More shocking news: the two are not necessarily mutually exclusive. Somehow, a myth has developed that the two are worlds apart. Certainly, there is a long history of films that were not very artistic but were nonetheless commercially successful. But, by and large, the most successful movies of the last one hundred years were both commercially and artistically successful.

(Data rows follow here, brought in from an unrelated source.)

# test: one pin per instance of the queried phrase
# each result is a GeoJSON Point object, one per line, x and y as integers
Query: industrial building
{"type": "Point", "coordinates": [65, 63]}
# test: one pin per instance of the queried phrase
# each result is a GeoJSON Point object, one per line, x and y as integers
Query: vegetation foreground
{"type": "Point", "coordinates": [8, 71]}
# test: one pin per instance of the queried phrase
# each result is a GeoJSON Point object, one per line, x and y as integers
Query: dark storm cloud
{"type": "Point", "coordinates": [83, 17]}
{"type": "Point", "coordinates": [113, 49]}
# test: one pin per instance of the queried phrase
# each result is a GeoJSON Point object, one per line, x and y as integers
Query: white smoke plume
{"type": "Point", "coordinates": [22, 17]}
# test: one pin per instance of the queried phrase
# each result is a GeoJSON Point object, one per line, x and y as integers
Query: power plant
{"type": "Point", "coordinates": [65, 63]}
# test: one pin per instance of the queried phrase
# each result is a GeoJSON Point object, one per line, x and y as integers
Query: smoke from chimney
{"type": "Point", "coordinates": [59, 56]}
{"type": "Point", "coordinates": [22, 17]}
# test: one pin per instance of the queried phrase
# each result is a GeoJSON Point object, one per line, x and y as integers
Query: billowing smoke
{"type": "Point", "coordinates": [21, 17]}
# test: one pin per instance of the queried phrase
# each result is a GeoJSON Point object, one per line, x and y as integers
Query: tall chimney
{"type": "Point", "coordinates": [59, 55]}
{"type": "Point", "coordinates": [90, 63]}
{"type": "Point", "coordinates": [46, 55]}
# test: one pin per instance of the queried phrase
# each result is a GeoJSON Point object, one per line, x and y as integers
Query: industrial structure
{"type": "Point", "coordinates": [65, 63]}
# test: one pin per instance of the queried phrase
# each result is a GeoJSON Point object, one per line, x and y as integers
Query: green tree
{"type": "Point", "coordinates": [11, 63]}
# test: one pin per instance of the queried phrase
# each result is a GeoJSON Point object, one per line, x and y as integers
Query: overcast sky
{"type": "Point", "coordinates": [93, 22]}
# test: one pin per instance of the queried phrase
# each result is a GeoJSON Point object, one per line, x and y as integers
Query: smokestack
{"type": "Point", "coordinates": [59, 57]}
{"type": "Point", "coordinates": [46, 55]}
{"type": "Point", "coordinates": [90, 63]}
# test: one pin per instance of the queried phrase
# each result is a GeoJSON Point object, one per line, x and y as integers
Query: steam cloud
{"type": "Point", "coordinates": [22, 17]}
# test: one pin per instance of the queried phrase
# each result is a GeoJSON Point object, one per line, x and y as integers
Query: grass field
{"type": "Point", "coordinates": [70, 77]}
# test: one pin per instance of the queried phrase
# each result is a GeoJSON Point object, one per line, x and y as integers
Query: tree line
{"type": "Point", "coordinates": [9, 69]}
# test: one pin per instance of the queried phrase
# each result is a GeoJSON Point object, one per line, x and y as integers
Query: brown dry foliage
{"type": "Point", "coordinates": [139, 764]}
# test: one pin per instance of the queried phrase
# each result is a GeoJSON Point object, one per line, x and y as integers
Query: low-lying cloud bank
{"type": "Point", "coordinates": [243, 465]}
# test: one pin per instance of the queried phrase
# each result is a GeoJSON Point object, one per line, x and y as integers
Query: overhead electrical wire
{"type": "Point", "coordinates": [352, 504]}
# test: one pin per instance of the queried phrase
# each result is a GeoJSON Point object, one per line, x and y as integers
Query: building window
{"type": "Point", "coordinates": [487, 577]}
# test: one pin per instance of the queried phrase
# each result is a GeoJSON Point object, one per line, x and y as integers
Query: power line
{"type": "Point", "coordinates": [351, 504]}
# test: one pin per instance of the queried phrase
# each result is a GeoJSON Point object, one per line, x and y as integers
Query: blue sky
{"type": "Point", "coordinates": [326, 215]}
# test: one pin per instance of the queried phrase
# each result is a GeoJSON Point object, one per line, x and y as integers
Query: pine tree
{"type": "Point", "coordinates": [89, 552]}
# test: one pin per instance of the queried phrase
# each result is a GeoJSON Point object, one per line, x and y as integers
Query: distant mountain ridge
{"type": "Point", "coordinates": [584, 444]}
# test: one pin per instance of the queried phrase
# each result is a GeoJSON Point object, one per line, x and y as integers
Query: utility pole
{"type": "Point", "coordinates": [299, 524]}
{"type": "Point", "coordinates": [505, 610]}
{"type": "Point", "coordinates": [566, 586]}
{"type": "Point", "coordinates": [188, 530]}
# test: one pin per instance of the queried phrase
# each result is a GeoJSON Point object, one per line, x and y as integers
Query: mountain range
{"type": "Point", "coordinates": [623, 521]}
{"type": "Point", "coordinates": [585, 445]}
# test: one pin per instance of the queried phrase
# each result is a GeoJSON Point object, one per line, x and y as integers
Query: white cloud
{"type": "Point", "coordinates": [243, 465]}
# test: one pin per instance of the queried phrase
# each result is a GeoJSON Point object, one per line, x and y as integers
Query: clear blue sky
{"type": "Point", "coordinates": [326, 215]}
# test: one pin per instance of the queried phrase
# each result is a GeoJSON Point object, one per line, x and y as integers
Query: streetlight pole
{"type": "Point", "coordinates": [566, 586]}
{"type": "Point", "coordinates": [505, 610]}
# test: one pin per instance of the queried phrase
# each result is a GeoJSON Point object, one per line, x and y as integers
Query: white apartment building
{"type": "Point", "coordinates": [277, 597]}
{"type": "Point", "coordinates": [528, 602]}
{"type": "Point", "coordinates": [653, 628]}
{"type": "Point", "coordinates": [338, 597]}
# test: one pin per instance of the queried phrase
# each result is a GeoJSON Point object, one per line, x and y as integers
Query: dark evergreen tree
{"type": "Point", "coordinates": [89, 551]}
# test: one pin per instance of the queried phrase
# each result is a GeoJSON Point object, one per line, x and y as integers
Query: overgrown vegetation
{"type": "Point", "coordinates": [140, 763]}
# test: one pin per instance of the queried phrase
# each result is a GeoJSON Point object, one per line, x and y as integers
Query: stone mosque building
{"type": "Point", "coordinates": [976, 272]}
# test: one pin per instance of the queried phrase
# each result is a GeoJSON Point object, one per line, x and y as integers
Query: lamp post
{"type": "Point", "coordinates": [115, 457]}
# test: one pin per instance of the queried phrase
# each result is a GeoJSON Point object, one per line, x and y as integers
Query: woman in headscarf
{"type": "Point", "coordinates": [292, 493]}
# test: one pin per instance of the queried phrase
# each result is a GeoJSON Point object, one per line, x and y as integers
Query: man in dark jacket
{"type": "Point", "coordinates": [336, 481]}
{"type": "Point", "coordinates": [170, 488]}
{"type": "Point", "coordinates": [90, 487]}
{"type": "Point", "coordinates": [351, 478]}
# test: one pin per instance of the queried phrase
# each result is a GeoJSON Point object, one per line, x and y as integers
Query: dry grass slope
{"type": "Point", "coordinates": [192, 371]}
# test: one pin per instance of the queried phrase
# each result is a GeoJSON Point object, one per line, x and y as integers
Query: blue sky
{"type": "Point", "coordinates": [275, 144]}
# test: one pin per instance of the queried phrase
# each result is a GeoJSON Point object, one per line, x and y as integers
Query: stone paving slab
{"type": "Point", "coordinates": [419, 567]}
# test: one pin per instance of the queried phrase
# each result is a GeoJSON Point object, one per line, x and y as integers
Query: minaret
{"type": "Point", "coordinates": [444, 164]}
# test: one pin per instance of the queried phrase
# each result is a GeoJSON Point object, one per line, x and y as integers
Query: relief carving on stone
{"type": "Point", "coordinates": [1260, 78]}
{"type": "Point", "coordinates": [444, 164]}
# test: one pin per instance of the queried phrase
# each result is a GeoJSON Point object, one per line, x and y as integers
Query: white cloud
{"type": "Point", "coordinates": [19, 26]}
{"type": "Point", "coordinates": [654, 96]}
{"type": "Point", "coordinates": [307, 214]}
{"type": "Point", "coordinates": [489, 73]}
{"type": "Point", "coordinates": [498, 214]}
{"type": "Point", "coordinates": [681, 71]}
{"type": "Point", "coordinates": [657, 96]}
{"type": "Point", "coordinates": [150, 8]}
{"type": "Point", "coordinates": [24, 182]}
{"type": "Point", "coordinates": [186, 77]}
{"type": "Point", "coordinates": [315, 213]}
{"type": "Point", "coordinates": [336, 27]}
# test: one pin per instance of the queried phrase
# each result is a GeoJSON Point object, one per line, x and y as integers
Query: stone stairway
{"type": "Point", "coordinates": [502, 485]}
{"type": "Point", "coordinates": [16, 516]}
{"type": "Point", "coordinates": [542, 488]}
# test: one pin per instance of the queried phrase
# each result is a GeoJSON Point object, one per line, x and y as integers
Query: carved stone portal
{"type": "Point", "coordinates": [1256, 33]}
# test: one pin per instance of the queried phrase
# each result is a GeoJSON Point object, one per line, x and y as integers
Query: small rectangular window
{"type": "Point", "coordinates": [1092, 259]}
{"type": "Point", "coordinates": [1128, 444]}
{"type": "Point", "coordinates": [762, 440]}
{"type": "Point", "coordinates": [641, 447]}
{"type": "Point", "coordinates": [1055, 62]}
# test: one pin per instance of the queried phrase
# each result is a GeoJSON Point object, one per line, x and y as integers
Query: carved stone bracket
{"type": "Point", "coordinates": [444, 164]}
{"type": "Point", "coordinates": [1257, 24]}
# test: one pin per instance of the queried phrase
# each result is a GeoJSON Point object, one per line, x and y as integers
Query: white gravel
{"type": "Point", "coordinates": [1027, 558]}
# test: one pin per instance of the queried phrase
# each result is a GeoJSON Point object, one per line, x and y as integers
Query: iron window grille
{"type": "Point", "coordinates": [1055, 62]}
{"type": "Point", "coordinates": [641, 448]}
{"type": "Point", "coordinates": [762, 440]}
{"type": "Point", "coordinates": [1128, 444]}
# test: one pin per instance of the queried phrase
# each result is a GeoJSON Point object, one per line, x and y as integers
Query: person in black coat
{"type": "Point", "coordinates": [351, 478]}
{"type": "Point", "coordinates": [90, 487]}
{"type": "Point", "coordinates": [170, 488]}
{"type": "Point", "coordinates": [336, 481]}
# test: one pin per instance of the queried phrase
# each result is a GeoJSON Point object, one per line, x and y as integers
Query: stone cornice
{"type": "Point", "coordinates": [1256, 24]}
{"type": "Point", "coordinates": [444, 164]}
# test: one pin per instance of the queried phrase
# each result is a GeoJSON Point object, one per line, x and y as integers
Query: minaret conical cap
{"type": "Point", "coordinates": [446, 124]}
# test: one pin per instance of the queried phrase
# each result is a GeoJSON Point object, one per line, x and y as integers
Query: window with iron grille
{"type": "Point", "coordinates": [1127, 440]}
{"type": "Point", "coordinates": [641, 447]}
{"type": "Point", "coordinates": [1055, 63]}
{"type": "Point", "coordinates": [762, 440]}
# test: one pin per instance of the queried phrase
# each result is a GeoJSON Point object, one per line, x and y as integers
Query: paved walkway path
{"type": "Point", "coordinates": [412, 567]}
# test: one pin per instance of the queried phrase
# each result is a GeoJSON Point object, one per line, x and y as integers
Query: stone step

Your script can be artistic AND commercial. This runs the full spectrum from Dumb & Dumber to Chinatown to Breaking the Waves to The Sopranos and long-running sitcoms like Friends. Good stories are simply good and appeal to a wide audience and continue to do so for very long periods of time. If you can still look at Da Vinci’s “Mona Lisa” after 500 years, then let’s admit it, that’s some great work of art and, in its way, has been very commercially successful. The same thing applies to movies: if you can watch a film over and over again without getting sick of it (my minimum is ten times) then that movie is a damn good movie and goes on the permanent “art” shelf.
This Book . . .
The primary focus of this book is two-tiered.
My experience and my mentors have taught me a most important principle:
Story = Structure
That’s because screenplays do not depend on “the writing” (language, style, voice, poetic ideas, grammatical mechanics) but on the structure (acts, scenes, lines of action — what’s happening and what characters are doing).
Screenplays are like presenting your idea of a human being by only showing the skeleton except you’re going to tell me, through the story, what this person will do when faced with certain choices. That’s action. That’s the basic DNA of a story.